L'histoire que raconte Le Garçon et le Héron pourrait paraître assez simple ; un enfant traverse une sorte de portail qui va le transporter dans un autre monde. Mais réduire le film a ce simple concept serait bien triste. En réalité, Miyazaki nous offre une œuvre extrêmement dense, qui propose de nombreux niveaux de lectures. Ce monde étrange où se retrouve Mahito, le personnage principal, fait en réalité office de parcours initiatique pour son jeune héros. Après la mort tragique de sa mère, ce dernier se doit de faire son deuil, symbolisé par le feu. Mais, thème plus intéressant, il se retrouve aussi à devoir accepter Natsuko, sa nouvelle mère. L'aventure est tournée autour de cette quête, jusqu'à la scène mémorable où Natsuko accouche métaphoriquement de Mahito.
Le film est sujet à de multiples interprétations. Hayao Miyazaki s'en amuse même parfois, à travers de dialogues qui peuvent sonner méta, jusqu'à la scène finale, où le bâtisseur de cet étrange monde ne peut que faire penser à Miyazaki lui-même. A travers ses thèmes variés, Le Garçon et le Héron est un film passionnant, qui ne tombe jamais dans la facilité. Ses différentes couches de lecture ne perturbent pourtant en rien l'action. Le film est dynamique et très bien rythmé : haletant quand il doit l'être et contemplatif quand il le faut. Le tout, évidemment, accompagné d'une excellente bande originale.

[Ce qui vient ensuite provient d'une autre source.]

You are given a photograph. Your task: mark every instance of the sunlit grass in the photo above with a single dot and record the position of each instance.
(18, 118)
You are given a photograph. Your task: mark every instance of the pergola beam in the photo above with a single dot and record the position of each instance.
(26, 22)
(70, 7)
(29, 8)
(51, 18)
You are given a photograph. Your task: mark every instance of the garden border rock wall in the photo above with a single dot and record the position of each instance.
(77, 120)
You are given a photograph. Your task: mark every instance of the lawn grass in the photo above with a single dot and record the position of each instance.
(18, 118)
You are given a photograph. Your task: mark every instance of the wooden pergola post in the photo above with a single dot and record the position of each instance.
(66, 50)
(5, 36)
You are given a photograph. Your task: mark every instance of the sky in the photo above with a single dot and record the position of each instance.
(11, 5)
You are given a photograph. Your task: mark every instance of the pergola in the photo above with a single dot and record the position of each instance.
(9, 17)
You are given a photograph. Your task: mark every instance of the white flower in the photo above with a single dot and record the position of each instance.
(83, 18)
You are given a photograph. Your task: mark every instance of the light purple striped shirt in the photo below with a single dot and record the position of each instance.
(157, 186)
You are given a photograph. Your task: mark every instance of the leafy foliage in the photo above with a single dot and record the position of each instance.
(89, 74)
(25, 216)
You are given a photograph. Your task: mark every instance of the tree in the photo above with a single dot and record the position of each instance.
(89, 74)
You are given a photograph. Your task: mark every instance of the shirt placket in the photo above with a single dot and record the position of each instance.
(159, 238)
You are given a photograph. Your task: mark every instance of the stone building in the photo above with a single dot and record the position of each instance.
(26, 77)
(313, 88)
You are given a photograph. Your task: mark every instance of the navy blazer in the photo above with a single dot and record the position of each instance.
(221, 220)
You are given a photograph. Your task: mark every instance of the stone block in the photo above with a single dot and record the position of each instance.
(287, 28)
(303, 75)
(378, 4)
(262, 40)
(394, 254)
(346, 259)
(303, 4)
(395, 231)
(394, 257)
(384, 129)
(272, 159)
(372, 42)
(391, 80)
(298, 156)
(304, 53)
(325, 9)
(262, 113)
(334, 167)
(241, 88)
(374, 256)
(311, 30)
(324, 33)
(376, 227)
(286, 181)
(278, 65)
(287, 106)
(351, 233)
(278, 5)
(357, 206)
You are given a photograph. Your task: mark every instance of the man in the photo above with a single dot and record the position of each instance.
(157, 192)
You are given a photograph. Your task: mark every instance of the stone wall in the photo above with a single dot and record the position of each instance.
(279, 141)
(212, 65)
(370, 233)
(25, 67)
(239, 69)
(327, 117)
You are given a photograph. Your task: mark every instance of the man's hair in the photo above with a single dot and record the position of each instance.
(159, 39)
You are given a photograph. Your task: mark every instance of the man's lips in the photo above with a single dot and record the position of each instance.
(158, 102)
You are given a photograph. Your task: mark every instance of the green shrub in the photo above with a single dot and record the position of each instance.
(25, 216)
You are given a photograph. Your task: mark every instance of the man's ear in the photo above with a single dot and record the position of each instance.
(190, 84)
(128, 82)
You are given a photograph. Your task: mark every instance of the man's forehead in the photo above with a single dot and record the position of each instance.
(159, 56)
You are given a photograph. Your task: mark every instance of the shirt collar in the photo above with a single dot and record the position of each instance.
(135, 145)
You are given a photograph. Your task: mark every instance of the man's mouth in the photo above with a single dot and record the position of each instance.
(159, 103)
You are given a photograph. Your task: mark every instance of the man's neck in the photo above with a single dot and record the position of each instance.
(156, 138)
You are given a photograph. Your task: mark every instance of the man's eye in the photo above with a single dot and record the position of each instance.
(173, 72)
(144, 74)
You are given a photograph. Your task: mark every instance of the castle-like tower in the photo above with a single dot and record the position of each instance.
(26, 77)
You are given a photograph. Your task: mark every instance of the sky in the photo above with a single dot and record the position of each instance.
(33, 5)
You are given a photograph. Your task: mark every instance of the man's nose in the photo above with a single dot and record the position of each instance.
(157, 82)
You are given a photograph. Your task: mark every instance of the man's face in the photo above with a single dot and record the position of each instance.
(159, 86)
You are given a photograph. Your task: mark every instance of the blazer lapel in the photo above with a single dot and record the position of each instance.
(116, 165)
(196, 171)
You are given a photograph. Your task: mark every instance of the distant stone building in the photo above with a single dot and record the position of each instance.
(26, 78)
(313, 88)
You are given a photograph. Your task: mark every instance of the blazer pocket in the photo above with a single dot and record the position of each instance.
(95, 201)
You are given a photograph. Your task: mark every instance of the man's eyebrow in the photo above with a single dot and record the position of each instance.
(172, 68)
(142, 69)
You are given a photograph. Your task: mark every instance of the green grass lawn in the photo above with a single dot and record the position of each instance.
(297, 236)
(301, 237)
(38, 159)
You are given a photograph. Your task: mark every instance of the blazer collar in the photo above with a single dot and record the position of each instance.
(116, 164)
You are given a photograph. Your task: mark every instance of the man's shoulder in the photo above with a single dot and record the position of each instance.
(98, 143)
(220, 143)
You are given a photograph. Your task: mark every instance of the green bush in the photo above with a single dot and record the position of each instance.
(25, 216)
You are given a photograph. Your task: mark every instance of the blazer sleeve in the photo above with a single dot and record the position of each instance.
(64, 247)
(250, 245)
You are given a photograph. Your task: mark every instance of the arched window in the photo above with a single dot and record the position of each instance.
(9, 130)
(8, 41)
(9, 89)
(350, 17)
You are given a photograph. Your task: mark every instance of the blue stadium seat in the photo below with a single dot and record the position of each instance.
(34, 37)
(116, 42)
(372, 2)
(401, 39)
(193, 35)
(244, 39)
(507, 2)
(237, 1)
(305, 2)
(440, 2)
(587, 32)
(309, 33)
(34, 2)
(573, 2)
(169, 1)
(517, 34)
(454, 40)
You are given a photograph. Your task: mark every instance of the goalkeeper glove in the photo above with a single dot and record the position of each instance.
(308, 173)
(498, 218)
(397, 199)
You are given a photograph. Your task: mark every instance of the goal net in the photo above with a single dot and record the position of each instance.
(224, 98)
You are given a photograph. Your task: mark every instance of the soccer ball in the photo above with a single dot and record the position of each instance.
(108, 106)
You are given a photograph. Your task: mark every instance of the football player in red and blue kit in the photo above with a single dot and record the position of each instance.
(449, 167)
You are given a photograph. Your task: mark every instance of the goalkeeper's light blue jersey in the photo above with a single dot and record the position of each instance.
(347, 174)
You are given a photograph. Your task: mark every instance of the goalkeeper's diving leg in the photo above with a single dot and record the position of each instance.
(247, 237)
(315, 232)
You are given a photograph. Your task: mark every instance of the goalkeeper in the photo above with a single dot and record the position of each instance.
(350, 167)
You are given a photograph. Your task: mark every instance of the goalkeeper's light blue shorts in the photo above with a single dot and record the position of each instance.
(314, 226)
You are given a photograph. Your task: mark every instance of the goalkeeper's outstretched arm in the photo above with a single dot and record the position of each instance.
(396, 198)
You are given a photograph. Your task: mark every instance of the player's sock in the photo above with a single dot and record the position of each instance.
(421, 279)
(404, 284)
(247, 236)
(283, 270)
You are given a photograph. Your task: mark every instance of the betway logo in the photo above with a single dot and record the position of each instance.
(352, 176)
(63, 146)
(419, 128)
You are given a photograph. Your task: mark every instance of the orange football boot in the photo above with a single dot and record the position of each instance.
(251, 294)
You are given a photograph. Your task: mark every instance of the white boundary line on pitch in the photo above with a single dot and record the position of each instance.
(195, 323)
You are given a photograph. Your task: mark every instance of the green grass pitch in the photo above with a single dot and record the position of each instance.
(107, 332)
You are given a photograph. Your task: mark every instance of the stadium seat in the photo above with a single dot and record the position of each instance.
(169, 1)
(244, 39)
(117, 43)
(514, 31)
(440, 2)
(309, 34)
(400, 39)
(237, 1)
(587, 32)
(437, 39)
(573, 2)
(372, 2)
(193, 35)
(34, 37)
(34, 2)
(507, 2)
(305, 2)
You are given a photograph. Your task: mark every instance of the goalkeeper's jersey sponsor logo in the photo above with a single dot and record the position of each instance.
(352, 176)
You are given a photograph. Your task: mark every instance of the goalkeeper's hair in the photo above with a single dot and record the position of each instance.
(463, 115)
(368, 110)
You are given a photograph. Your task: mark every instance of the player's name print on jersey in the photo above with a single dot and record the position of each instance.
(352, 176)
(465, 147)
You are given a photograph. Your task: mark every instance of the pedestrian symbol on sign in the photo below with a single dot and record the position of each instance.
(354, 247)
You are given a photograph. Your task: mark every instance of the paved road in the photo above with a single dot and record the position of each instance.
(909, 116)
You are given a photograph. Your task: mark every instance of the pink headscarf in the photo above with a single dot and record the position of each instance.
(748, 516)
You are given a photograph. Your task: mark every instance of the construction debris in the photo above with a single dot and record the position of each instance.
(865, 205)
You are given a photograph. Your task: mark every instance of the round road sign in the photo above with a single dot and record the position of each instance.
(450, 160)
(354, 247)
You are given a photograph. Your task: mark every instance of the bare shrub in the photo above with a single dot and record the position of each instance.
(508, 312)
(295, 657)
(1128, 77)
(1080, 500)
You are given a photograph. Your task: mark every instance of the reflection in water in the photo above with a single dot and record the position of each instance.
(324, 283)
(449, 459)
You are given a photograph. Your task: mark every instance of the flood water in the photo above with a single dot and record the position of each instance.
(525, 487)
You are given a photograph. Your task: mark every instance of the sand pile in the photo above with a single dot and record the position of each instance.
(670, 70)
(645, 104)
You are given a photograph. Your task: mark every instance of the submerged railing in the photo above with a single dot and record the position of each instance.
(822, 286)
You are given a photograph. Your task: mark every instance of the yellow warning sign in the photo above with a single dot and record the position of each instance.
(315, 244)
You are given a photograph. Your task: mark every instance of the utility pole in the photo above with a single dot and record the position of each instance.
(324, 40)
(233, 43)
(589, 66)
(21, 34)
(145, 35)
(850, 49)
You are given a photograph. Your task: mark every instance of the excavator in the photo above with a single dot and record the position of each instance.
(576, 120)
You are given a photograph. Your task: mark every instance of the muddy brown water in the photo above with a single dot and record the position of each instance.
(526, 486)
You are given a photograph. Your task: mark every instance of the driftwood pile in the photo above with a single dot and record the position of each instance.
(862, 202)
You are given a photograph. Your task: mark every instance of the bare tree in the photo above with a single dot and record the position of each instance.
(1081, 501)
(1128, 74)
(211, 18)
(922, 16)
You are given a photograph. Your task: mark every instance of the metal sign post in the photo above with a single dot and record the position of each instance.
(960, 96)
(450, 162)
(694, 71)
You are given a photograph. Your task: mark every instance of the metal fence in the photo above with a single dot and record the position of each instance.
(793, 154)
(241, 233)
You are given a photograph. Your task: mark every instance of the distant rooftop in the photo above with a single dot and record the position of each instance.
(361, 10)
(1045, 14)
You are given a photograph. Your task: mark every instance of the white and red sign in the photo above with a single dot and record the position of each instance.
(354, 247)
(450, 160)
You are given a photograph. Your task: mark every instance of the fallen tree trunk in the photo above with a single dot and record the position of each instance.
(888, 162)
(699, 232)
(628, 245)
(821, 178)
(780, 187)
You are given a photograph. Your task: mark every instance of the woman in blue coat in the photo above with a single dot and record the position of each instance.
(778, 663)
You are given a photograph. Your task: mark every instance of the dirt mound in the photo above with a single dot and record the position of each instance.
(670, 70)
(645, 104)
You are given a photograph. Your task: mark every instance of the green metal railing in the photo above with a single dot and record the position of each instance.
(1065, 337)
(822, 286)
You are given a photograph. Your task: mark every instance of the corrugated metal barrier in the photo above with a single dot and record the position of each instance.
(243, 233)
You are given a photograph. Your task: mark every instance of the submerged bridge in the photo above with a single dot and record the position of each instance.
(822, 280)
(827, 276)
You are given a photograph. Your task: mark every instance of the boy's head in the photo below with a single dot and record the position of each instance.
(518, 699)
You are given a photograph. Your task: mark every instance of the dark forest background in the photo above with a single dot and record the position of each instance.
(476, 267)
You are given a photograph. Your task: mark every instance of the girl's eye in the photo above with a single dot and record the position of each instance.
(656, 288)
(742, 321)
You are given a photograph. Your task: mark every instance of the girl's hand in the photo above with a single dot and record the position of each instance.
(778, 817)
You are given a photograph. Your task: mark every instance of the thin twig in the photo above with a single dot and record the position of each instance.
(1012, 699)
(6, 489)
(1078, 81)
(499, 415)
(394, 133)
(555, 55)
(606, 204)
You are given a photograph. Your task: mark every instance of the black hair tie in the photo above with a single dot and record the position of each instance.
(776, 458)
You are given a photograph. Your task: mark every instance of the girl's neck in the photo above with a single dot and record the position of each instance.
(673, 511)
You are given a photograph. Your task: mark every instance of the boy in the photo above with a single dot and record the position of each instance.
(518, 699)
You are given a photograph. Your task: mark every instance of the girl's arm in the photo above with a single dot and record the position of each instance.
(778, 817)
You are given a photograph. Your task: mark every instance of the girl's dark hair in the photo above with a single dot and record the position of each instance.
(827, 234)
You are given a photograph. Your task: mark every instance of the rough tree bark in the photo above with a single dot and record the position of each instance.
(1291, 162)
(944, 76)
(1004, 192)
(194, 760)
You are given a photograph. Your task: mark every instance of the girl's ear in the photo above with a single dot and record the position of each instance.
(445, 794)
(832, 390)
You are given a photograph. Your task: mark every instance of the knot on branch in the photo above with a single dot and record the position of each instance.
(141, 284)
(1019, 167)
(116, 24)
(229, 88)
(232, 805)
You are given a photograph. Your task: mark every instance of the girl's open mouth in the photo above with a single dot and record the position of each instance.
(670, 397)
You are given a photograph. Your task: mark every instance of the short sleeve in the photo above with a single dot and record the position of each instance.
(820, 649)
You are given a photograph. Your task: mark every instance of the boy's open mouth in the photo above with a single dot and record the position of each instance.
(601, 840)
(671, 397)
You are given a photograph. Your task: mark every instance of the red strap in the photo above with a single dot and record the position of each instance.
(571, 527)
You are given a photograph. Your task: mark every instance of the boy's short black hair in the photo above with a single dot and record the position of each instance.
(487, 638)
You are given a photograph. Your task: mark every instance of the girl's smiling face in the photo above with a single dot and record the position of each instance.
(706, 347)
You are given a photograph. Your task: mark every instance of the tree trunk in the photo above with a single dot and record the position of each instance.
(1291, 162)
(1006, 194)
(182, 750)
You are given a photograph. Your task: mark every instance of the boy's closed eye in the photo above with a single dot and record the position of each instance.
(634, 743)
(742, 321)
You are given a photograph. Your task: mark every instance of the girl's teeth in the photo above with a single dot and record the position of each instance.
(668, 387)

Puisque c'est l'exercice de la critique qui le veut, il ne serait pas envisageable de mettre un point final sans évoquer les possibles défauts du long métrage. En réalité, je n'aurais qu'une remarque à formuler qui porte sur le comportement du personnage principal ; alors que Mahito est censé être un enfant, son comportement se rapproche bien trop de celui d'un adulte, ce qui engendre de la confusion dans la lecture de l'action et dans la façon de considérer ce personnage, qui n'a parfois d'enfant que les traits. Cette caractéristique ne semble toutefois pas incohérente dans l'autre monde mais elle n'a pas de véritable raison dans le "vrai" monde. C'est un reproche que je pourrais certainement faire à toute la filmographie de Miyazaki, mais il se trouve, dans le cas du Garçon et du Héron, accentué.
D'une démesure folle, Le Garçon et le Héron est un pari réussi haut la main par Hayao Miyazaki. Le film est passionnant, magnifique et tellement généreux. Comme un bilan de sa carrière, Miyazaki y fait côtoyer toutes les obsessions qui ont fait de lui l'un des géants du cinéma. Plus qu'une immense auto référence, Le Garçon et le Héron ne cesse de requestionner les thèmes essentiels de la filmographie de son auteur. Le fan de toujours y retrouvera la magie des grands classiques, avec la fraîcheur de la nouveauté et la fougue de la jeunesse d'un octogénaire. Les néophytes, quant à eux, apprécieront une œuvre extrêmement riche, véritable porte d'entrée vers l'univers de Miyazaki.